Ignoring the CDPATH environment variable for the time being, the name after cd is a directory path name. There are only two sorts of path name in Unix:

  • absolute names that begin with a /
  • relative names which don't start with a /

All relative names are treated by the kernel as relative to the current directory — as if the name was prefixed by ./.

If you have CDPATH set, it complicates the search, and it is then conceivable that cd somewhere and cd ./somewhere land you in different directories. A directory name with no leading / and with no leading . or .. component (where cd .hidden doesn't count — the leading component is .hidden— but cd ./visible or cd ../visible do count) is searched for using CDPATH.
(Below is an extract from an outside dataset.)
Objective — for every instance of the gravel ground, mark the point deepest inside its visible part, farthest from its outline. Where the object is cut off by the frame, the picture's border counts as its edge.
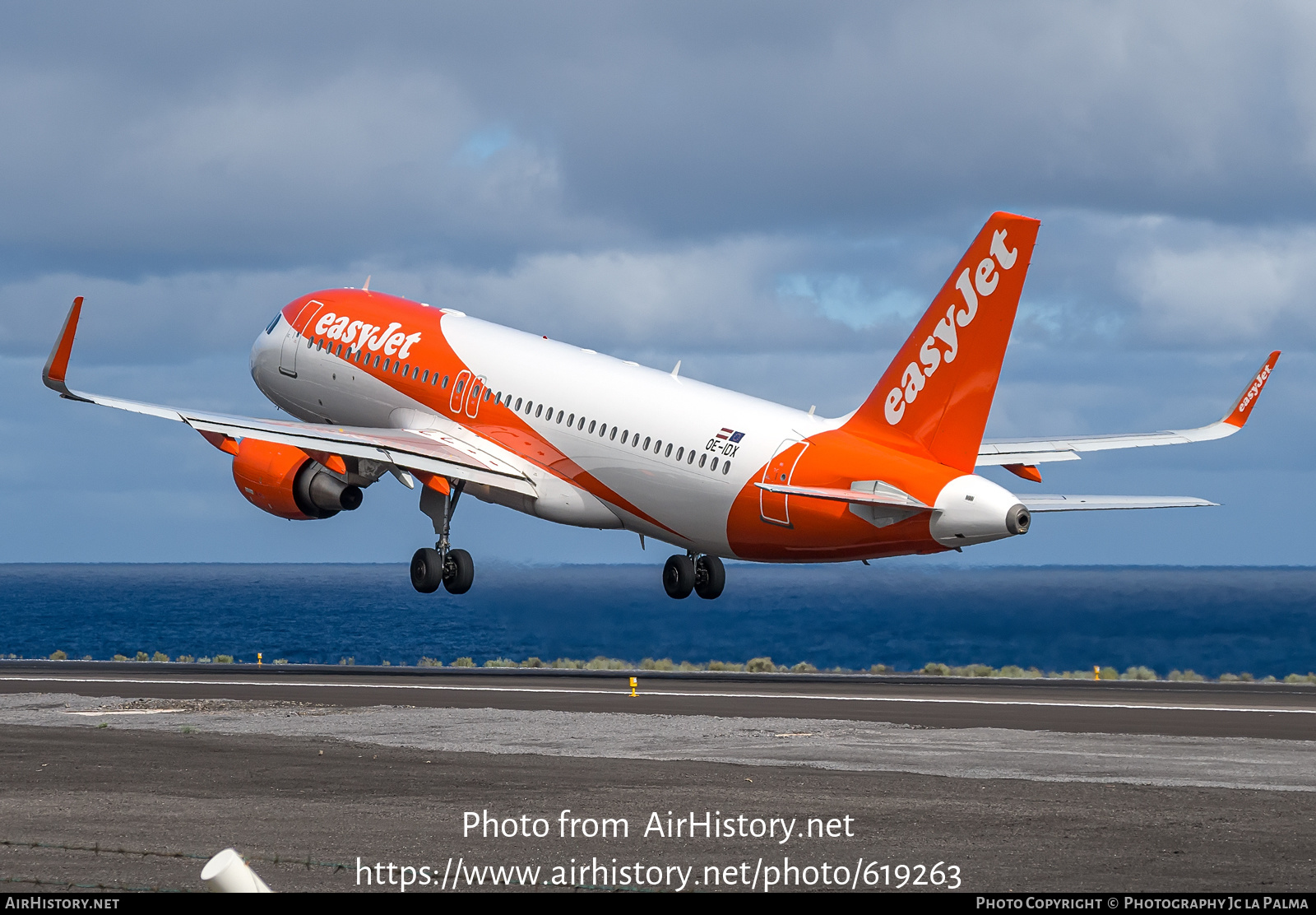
(303, 789)
(1236, 763)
For example, consider this tree structure (only directories shown):

.                - current directory
./somewhere
./src
./src/somewhere

Suppose you have CDPATH=src:. Then cd somewhere will go to ./src/somewhere and cd ./somewhere will go (unsurprisingly) to ./somewhere. If you type a name such as cd src/somewhere, the cd command will search for a sub-directory /xyz/pqr/src/somewhere for each directory /xyz/pqr on CDPATH in turn. I perpetually use CDPATH (7 directories on my own machines; 14 on my work machines).

  • Rule of thumb: use CDPATH=:…whatever…

That puts the current directory first on the search path, and is usually the most sane behaviour.

A similar story applies to searching for ordinary external (non-aliased, non-function, non-builtin) commands. Command names that start with a slash are absolute pathnames; command names containing a slash are relative to the current directory; command names without a slash are searched for on $PATH.